A Graph-based Framework for Complex System Simulating and Diagnosis with Automatic Reconfiguration

TL;DR

The paper tackles fault diagnosis and containment in complex industrial systems by modeling plants as weighted directed graphs and introducing a residual service measure to quantify remaining capacity after faults. It combines shortest-path analytics with a fault-propagation model (SINGLE, AND, OR) and employs SWITCH nodes whose states are optimized by genetic algorithms to automatically reconfigure the network and limit cascades. Implemented in SAFEX/GRAPE, the approach yields a practical digital twin capable of simulating faults, diagnosing propagation, and guiding reconfiguration decisions. Results on switch-line and random sparse graphs demonstrate improved residual service and reduced cascade with increased SWITCH deployment, underscoring the framework's potential for plant design, monitoring, and optimization.

Abstract

Fault detection has a long tradition: the necessity to provide the most accurate diagnosis possible for a process plant criticality is somehow intrinsic in its functioning. Continuous monitoring is a possible way for early detection. However, it is somehow fundamental to be able to actually simulate failures. Reproducing the issues remotely allows to quantify in advance their consequences, causing literally no real damage. Within this context, signed directed graphs have played an essential role within the years, managing to model with a relatively simple theory diverse elements of an industrial network, as well as the logic relations between them.\\ In this work we present a quantitative approach, employing directed graphs to the simulation and automatic reconfiguration of a fault in a network. To model the typical operation of industrial plants, we propose several additions with respect to the standard graphs: 1. a quantitative measure to control the overall residual capacity, 2. nodes of different categories - and then different behaviors - and 3. a fault propagation procedure based on the predecessors and the redundancy of the system. The obtained graph is able to mimic the behaviour of the real target plant when one or more faults occur. Additionally, we also implement a generative approach capable to activate a particular category of nodes in order to contain the issue propagation, equipping the network with the capability of reconfigure itself and resulting then in a mathematical tool useful not only for simulating and monitoring, but also to design and optimize complex plants.
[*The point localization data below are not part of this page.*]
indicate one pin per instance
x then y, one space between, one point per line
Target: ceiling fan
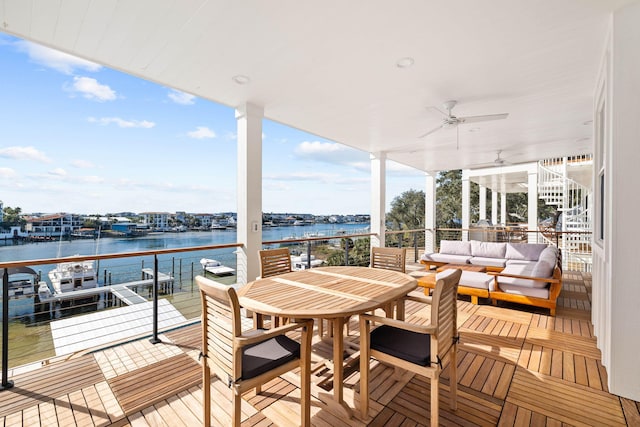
451 121
498 161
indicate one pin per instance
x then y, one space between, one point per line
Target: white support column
532 213
249 227
483 202
378 194
466 204
494 207
430 213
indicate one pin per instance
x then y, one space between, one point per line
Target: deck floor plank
140 388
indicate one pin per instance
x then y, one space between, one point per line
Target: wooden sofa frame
551 303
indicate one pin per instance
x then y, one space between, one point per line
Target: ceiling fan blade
438 110
430 132
487 117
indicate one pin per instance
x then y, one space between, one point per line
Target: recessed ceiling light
240 79
405 62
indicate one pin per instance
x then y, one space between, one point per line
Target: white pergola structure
501 180
366 74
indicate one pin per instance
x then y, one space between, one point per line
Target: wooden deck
516 366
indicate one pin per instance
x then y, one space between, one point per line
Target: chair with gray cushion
423 349
245 360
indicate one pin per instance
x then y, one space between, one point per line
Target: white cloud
24 153
82 164
302 176
181 97
330 152
59 61
58 172
91 179
91 89
104 121
202 132
7 173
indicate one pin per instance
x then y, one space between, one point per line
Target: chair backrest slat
221 323
274 262
389 258
444 312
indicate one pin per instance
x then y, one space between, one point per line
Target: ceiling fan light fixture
241 79
405 62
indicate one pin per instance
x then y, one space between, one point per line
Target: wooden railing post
6 384
154 339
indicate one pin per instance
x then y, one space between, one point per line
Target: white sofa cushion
455 247
449 258
520 270
473 279
488 262
488 249
524 251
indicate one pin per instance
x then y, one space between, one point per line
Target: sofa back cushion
488 249
524 251
455 247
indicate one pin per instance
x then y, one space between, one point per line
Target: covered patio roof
368 75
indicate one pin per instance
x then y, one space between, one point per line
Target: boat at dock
73 276
215 267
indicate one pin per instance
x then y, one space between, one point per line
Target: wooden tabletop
325 292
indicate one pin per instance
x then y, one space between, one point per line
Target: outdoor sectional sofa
526 273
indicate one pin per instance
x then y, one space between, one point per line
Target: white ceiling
329 68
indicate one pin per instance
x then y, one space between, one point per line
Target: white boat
215 267
73 275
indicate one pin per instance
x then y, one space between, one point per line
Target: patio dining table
332 293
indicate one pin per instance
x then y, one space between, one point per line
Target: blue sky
78 137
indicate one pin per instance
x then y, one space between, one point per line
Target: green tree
407 211
11 217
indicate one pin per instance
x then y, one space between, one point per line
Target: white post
378 192
483 202
249 224
532 212
494 207
430 213
466 204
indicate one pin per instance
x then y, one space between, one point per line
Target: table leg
338 351
336 402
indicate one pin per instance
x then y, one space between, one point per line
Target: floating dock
90 330
125 292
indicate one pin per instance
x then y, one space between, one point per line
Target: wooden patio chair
245 360
423 349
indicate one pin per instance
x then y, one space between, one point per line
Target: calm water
30 334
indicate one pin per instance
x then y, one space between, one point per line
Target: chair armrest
425 300
517 276
265 334
421 329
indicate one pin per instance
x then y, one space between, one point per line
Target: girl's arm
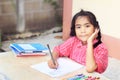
90 59
50 62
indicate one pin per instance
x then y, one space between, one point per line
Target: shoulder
72 39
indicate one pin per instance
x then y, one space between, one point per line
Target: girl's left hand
93 36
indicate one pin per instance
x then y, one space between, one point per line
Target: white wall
107 13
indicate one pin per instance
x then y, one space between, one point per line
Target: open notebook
65 66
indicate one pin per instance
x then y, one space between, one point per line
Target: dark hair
91 17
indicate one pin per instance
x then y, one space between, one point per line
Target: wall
107 13
39 15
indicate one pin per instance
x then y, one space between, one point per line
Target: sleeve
65 48
101 57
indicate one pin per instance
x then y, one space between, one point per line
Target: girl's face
83 28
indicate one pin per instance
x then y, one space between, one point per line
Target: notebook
24 49
65 66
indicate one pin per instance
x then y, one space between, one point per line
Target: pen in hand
51 55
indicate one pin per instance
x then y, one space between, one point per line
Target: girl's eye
77 27
87 26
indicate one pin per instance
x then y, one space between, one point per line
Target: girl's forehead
82 18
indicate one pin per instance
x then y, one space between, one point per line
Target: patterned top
74 49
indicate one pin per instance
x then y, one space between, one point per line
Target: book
27 49
66 66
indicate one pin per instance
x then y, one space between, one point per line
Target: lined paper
65 66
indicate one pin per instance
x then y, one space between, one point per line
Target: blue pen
51 54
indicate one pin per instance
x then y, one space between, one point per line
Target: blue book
22 49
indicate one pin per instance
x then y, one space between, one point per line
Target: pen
51 54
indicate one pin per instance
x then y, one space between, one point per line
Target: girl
85 45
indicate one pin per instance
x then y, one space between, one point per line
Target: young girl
85 45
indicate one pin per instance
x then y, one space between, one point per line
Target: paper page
27 46
65 66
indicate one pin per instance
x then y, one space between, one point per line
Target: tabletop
18 68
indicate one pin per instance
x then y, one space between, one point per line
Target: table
18 68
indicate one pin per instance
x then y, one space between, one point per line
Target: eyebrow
80 24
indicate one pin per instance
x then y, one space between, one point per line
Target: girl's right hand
51 64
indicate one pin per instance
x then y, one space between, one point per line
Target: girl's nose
83 30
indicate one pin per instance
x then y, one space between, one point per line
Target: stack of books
28 49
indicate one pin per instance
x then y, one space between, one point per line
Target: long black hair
91 17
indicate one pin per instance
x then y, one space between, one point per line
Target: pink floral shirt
74 49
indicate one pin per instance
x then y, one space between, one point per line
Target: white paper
65 66
27 46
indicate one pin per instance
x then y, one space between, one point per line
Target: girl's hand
51 64
93 36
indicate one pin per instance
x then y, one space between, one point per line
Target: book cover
24 49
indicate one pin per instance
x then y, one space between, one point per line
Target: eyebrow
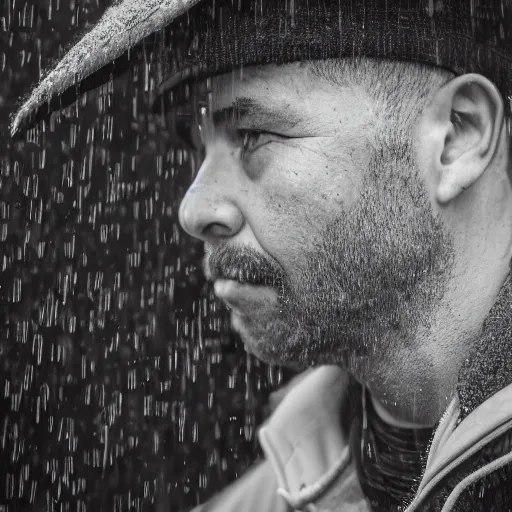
258 114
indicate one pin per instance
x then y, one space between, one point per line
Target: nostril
217 230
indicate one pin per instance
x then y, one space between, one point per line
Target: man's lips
244 296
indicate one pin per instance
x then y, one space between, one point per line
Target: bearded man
356 208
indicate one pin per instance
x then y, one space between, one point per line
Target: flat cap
214 36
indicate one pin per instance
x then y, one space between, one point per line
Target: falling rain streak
120 385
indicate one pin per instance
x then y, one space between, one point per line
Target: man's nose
209 211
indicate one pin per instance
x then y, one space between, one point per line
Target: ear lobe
470 112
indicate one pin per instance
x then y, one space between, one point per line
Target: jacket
308 465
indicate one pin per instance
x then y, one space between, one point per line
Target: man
356 207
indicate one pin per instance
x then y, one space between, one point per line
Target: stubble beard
371 282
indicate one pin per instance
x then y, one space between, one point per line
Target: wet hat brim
90 61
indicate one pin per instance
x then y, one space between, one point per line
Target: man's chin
271 342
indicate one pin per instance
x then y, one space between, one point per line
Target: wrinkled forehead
271 83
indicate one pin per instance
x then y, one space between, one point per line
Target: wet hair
400 89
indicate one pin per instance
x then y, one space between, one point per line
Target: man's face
318 237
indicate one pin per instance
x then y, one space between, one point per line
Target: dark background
121 387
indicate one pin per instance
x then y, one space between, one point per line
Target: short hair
400 89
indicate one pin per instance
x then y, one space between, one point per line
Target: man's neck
392 420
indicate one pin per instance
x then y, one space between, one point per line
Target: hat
208 37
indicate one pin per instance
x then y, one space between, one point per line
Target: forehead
294 88
271 83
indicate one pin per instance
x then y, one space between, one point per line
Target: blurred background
121 386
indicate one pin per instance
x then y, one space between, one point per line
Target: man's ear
466 117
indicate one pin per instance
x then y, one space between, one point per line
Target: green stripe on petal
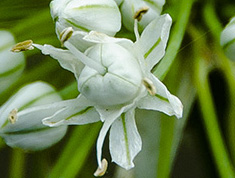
84 111
126 139
152 48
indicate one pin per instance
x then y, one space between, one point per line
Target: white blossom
114 78
11 64
84 16
27 132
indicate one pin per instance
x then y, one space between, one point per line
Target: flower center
122 80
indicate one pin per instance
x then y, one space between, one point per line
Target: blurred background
200 145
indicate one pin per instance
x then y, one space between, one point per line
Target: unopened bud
139 14
65 35
149 86
101 170
13 116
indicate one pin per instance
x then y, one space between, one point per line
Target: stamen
65 35
139 14
149 86
23 46
101 171
12 117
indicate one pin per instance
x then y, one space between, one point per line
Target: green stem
210 119
176 38
209 116
227 68
17 164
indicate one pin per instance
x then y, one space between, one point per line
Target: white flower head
98 15
11 64
20 130
114 77
227 39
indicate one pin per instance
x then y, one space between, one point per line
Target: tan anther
139 14
101 171
23 46
149 86
65 35
12 117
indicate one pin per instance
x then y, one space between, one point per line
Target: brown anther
65 35
23 46
149 86
101 171
139 14
12 117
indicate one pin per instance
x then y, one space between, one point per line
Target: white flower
114 78
28 132
227 39
84 16
11 64
129 8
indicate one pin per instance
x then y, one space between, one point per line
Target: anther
139 14
12 117
65 35
101 171
149 86
23 46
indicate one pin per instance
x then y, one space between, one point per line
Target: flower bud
25 132
98 15
122 80
129 8
11 64
227 39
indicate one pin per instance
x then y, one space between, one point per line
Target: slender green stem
227 68
209 116
210 119
176 38
17 164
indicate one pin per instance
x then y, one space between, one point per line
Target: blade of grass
177 34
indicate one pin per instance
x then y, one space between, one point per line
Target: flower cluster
113 74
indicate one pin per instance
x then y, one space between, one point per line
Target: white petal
77 112
66 59
101 138
97 37
153 46
163 101
125 141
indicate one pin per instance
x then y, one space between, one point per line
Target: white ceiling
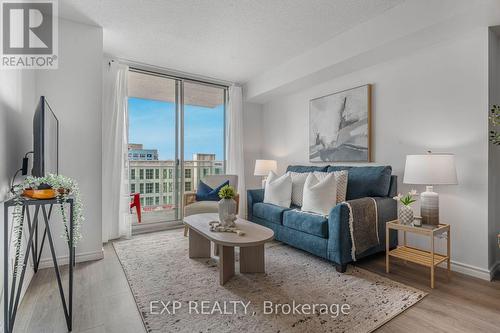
224 39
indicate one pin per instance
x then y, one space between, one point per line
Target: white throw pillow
278 190
341 179
298 181
320 195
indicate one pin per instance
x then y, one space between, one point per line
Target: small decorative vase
405 214
227 212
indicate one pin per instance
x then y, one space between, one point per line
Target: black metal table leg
12 297
71 265
6 269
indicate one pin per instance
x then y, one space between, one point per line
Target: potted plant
227 206
48 187
405 214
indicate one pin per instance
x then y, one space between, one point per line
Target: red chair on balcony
136 202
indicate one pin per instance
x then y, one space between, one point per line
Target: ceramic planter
227 212
405 214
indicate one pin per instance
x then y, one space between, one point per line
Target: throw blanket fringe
368 240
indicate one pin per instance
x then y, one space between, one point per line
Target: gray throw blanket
363 224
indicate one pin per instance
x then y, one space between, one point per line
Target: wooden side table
425 258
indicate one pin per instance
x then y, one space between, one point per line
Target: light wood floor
103 301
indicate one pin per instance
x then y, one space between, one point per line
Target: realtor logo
29 34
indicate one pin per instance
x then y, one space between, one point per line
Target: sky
152 123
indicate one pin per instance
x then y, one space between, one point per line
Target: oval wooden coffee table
251 244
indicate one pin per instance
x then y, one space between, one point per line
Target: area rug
298 293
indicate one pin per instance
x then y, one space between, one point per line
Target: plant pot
227 212
40 194
405 215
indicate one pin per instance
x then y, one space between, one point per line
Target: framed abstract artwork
339 126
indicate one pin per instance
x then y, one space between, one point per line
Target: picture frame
340 126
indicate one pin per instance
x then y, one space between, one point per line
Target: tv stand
11 300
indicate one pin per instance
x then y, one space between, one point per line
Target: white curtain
116 217
234 143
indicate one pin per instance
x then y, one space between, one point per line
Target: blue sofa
329 237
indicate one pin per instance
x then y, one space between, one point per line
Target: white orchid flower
398 197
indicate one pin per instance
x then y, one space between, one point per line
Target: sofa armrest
339 235
387 209
253 196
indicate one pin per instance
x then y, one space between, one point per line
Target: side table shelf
422 257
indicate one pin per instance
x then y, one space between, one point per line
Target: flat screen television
45 140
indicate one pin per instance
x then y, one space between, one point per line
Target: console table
11 300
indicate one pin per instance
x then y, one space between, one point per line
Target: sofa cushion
200 207
269 212
306 168
278 190
320 193
367 181
309 223
298 181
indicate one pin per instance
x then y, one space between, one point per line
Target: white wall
494 151
17 103
435 99
74 92
252 142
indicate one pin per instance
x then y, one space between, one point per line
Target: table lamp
262 168
430 169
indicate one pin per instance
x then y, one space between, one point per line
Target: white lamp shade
430 169
262 167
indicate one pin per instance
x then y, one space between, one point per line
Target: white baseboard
474 271
494 269
80 257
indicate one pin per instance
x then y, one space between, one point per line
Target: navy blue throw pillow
206 193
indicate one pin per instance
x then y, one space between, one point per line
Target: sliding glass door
176 138
203 132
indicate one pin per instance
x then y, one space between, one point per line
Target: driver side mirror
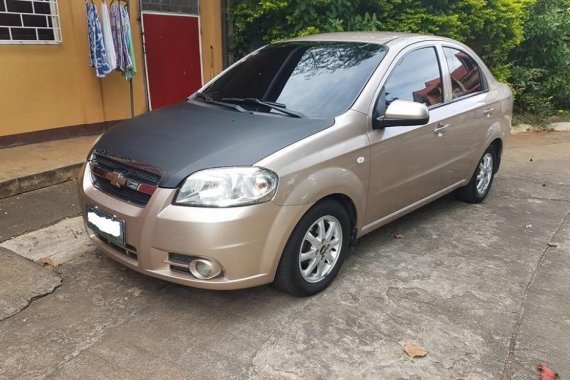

The final asset of the system is provided in output with its complete diagnostics, and a detailed description of the steps that have been carried out to obtain the final realization.

Figures (5)

• Figure 1: Shortest Path. In this weighted digraph $G(N,E)$ the shortest path is indicated in green, with respect to the red path, which implies a larger weighted distance between the nodes.
• Figure 2: Example graph. The four different color identify different areas. Nodes are labeled as $SOURCE$ (reverse triangle), $HUB$ (circle) or $USER$ (up triangle), while the edges can describe $OR$, $SINGLE$, or $AND$ relations between linked nodes. $SWITCH$ nodes (cross) are a particular type of $HUB$ nodes. Nodes with no transparency are passive resistant nodes.
• Figure 3: Example of a fault event, the damage of one node, namely $SOURCE$$1$. On top, the integer graph, while the damaged one at bottom. $S_{node1}$ and $S_{node15}$ represent the service provided by nodes $1$ and $15$, before and after the perturbation.
• Figure 4: Graphical sketch of crossover and mutation procedures.
• Figure 5: Switch line. This graph is divided in five areas, which are identified by the different color. Nodes are labeled as $SOURCE$ (down triangle), $HUB$ (circle), $SWITCH$ (cross) or $USER$ (up triangle), while the edges can describe $OR$, $SINGLE$, or $AND$ relations between linked nodes. Nodes with no transparency are passive resistant nodes.